The combination that makes Preda interesting isn't the chocolate or the vanilla, it's the coffee underneath. Chocolate and coffee together create a bitterness that cuts through the sweetness, keeping the fragrance from becoming purely dessert. Rose de Mai and jasmine sambac provide the floral scaffolding, but they're not here to smell pretty. They're here to bridge citrus and chocolate without smoothing the transition too much. The result is a fragrance that reads as warm and sweet from across a room, but has an unexpected complexity when you get close. Patchouli and benzoin form the base, with labdanum adding a resinous, slightly animalic depth that grounds everything. The sandalwood keeps it smooth.
The evolution
The opening hits like a Tuesday morning meeting: professional, bright, all citrus and intention. Bergamot, petitgrain, yellow mandarin, you think you know where this is going. Then the florals start. Not dramatically, but with a slow warmth that builds underneath the sharpness. Ylang-ylang and mimosa arrive first, then the rose and jasmine begin to bloom. Forty minutes in, the chocolate appears.
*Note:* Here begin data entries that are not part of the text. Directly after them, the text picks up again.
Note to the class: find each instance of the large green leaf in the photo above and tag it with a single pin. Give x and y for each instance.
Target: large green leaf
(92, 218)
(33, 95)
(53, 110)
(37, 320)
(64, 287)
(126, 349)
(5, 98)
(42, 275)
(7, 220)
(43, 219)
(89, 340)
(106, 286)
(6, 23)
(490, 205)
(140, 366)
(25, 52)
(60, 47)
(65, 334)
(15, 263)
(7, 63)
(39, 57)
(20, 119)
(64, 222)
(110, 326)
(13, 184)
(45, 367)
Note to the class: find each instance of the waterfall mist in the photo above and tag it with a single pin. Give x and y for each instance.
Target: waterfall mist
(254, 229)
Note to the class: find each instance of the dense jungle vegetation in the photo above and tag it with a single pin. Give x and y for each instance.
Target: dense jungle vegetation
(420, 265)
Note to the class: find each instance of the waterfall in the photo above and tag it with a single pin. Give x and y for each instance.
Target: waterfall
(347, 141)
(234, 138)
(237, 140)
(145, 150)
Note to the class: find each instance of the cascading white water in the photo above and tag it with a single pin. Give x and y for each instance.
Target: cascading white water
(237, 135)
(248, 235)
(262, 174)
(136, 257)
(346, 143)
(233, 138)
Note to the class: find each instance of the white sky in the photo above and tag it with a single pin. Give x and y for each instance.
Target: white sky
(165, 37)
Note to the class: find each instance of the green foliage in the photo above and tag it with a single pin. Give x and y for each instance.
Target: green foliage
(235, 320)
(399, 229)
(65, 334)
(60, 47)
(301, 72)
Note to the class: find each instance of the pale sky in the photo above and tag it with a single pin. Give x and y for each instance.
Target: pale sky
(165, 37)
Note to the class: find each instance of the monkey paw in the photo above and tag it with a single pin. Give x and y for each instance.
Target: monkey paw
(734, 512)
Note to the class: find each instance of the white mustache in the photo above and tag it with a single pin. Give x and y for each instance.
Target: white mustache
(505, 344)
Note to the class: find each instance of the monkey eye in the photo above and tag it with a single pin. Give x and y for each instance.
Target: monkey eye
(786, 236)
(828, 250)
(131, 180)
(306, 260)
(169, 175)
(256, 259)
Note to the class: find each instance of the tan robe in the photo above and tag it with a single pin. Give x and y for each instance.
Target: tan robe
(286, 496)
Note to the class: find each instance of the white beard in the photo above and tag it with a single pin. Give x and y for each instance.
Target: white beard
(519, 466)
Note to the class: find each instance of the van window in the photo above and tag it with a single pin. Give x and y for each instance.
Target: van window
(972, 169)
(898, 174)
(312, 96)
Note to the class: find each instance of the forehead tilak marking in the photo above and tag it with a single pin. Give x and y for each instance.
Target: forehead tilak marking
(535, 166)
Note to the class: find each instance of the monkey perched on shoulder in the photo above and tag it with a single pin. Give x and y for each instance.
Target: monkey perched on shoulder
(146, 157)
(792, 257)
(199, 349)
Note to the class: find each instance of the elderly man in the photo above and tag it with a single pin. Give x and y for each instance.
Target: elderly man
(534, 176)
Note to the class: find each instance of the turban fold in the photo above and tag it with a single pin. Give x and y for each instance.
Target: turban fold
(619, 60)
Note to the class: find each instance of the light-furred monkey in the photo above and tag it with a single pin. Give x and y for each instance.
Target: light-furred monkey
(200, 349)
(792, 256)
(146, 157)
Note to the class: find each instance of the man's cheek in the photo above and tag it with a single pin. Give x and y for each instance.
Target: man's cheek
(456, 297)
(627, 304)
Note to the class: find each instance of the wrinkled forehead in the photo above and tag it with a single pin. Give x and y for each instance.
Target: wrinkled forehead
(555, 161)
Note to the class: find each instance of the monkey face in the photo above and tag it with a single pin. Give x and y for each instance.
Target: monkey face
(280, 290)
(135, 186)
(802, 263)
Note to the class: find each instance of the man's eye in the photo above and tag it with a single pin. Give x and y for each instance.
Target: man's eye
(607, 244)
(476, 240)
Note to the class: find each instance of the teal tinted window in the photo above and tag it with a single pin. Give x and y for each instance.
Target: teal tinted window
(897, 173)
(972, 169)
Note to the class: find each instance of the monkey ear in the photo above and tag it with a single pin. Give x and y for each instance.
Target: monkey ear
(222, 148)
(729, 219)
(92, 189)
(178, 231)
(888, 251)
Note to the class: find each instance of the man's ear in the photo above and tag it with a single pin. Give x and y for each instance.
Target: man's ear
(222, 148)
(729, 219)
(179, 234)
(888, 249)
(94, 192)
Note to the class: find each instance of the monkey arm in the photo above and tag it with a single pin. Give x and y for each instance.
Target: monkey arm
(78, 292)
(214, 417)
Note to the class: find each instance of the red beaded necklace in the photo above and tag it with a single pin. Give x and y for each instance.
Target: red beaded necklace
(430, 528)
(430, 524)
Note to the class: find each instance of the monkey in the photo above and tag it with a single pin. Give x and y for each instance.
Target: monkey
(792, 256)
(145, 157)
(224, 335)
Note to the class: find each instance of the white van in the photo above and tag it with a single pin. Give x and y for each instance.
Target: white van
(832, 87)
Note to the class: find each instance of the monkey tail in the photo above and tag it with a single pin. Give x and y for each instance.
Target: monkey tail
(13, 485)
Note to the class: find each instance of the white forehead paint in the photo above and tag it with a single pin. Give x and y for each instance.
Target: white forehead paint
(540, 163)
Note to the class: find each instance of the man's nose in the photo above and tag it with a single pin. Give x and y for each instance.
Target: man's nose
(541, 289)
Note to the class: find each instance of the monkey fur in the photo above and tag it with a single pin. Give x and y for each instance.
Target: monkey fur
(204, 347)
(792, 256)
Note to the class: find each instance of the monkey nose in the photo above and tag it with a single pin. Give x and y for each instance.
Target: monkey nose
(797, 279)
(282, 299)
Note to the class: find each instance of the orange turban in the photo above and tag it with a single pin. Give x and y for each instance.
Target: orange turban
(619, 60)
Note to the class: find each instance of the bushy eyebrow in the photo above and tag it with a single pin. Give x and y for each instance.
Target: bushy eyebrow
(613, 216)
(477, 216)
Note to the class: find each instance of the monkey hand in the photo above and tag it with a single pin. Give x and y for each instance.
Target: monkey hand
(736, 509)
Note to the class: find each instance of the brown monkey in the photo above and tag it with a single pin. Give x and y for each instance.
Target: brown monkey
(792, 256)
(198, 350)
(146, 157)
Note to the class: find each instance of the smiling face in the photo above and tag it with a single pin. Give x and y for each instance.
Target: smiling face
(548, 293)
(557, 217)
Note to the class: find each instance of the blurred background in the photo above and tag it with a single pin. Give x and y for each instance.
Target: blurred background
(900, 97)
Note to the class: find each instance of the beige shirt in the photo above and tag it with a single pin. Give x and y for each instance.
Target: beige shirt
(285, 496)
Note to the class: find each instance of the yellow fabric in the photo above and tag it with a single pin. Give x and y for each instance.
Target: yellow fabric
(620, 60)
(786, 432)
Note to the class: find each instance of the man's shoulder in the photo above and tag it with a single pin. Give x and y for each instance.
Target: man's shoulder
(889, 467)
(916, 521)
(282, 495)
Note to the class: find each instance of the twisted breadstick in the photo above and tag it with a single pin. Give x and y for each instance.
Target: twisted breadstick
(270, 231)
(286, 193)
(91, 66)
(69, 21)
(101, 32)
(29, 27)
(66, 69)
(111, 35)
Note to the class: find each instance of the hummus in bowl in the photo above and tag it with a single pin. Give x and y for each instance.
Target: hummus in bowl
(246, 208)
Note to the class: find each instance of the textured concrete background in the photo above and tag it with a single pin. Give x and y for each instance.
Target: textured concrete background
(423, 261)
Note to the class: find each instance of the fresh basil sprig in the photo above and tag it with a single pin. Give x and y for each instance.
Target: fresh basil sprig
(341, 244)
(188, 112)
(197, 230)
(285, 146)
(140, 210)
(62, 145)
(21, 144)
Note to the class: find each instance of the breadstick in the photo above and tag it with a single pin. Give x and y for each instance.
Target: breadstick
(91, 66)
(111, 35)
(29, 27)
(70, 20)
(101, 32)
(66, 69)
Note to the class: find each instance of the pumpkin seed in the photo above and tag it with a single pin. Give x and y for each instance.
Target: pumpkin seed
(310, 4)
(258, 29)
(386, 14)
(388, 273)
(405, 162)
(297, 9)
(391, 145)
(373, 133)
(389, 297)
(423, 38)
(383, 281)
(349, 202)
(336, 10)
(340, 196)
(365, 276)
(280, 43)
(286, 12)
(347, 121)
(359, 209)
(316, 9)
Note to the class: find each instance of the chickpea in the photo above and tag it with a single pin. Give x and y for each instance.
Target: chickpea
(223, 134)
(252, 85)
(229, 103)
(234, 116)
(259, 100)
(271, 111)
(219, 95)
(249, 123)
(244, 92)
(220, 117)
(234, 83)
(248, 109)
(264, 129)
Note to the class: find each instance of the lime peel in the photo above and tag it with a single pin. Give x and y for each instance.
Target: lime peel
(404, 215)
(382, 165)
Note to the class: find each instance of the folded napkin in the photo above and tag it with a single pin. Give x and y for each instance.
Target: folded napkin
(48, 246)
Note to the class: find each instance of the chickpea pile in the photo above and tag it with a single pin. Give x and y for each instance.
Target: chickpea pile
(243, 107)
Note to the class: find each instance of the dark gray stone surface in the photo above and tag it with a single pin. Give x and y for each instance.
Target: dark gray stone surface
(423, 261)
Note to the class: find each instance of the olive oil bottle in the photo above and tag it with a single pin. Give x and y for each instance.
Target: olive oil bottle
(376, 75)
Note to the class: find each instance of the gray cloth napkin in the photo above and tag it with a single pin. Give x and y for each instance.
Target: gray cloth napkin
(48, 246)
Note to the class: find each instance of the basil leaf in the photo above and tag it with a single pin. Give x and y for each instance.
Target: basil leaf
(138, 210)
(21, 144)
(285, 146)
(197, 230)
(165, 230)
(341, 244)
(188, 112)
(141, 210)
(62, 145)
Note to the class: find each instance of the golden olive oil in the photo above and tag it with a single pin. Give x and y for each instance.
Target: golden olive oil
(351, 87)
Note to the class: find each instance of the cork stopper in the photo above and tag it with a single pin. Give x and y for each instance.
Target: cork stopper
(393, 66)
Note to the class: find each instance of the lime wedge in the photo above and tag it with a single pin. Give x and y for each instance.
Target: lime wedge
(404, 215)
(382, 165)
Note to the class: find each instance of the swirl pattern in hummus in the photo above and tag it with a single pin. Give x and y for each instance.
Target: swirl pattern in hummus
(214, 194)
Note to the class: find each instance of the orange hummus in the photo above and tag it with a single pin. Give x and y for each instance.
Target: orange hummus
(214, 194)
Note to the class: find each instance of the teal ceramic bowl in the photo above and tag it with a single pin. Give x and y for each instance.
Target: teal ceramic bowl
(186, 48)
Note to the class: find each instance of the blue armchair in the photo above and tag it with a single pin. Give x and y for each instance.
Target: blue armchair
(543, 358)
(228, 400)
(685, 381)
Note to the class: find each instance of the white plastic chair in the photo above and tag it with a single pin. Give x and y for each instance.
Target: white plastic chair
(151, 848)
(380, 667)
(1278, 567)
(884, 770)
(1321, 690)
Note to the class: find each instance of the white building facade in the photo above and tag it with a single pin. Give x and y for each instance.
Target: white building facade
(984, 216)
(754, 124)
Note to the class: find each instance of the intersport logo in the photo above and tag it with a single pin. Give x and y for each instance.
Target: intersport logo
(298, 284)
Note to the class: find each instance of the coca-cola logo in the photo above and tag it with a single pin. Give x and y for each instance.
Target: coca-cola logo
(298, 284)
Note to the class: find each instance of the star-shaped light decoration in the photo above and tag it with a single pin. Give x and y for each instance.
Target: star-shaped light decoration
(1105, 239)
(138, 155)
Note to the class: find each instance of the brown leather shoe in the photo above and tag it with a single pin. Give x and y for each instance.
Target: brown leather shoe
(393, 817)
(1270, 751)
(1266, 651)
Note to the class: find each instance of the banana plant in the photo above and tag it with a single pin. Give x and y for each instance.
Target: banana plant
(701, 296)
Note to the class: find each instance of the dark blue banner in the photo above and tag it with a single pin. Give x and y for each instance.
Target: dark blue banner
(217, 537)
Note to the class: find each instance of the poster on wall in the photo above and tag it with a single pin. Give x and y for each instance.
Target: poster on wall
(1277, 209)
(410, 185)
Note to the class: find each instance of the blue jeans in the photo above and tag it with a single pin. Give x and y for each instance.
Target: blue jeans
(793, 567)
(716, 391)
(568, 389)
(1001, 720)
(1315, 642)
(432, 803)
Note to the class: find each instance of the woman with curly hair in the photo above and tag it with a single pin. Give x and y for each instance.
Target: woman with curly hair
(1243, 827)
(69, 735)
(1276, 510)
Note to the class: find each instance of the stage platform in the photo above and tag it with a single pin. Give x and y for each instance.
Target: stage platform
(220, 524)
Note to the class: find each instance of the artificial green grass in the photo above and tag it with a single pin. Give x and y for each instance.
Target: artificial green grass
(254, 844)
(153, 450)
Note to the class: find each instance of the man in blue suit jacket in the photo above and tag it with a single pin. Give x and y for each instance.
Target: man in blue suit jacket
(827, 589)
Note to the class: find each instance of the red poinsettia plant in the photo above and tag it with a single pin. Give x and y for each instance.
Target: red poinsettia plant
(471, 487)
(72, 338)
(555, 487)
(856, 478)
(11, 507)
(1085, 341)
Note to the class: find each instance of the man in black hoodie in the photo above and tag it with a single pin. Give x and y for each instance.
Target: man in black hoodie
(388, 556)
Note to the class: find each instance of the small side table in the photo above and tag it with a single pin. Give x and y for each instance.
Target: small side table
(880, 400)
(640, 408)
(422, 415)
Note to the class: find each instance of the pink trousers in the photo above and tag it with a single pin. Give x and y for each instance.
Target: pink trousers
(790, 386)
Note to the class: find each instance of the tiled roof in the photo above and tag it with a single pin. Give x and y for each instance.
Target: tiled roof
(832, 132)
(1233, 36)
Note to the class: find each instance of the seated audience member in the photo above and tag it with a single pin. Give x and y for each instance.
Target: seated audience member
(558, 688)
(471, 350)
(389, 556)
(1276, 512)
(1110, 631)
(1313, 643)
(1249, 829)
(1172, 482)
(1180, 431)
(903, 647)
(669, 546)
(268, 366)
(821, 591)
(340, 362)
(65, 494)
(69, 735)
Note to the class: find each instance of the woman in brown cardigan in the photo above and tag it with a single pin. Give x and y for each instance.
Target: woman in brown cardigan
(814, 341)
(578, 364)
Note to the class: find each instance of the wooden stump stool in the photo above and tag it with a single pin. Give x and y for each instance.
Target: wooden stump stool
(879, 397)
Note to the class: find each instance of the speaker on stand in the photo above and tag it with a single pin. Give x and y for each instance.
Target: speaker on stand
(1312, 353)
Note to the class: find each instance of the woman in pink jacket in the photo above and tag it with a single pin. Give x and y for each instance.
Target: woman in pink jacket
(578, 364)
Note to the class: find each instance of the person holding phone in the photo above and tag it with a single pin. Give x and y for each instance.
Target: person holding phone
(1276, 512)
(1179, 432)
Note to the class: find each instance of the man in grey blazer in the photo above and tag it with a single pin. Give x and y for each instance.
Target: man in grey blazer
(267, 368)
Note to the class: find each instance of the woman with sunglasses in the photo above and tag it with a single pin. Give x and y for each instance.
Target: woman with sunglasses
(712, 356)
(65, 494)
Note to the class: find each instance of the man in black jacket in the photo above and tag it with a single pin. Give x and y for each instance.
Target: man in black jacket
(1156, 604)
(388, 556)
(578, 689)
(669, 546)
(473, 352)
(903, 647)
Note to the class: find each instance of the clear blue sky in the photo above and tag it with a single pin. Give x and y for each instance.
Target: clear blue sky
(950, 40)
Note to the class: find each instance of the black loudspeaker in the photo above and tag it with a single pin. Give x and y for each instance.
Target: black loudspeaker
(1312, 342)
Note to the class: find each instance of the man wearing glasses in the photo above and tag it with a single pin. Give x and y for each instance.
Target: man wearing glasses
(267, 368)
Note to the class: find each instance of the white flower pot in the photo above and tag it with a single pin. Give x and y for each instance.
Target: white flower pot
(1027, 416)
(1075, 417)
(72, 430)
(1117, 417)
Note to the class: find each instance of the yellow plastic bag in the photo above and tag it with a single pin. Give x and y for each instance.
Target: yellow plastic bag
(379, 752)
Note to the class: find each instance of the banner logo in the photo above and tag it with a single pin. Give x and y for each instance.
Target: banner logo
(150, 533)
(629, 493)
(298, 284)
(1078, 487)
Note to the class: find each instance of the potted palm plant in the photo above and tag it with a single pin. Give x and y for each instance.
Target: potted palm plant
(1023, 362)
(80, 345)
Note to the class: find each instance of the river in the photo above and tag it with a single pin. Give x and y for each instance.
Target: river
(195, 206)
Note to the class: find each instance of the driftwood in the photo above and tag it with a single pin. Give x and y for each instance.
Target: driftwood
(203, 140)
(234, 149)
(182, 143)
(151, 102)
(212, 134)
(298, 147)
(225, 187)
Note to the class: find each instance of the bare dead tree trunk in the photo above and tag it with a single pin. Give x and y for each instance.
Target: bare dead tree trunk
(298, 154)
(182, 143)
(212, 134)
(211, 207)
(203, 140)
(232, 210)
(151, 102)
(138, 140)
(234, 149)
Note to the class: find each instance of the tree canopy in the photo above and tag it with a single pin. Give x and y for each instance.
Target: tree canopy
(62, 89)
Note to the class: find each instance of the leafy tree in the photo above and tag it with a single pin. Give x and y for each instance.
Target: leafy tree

It doesn't announce itself, it settles into the composition like something that was always there. Coffee follows, darkening everything slightly. The citrus hasn't disappeared, but it's moved to the background now, keeping the sweetness from getting heavy. The drydown is where Preda earns its name. Benzoin and vanilla create warmth that clings close to skin. The sandalwood keeps everything smooth. But the patchouli and labdanum linger longest, earthy, slightly animalic, the kind of base that makes you smell your wrist hours later. On clothes, the drydown lasts overnight. The morning after, it's patchouli and vanilla, faint but present, a reminder, not an announcement.
Cultural impact
Preda arrived in 2013 as part of Rising Phoenix Perfumery's founding collection, a period when indie American houses were beginning to push against the safety of mainstream niche. The chocolate-coffee-floral combination positioned it outside easy categories, not quite gourmand, not quite floral, not quite oriental. The 37% extrait concentration in 4ml bottles was unusual for a house at that stage, suggesting confidence in the formulation over flash. Wearers who connect with Preda tend to describe it as a signature rather than a situational scent, the kind of fragrance that becomes part of how people think of them.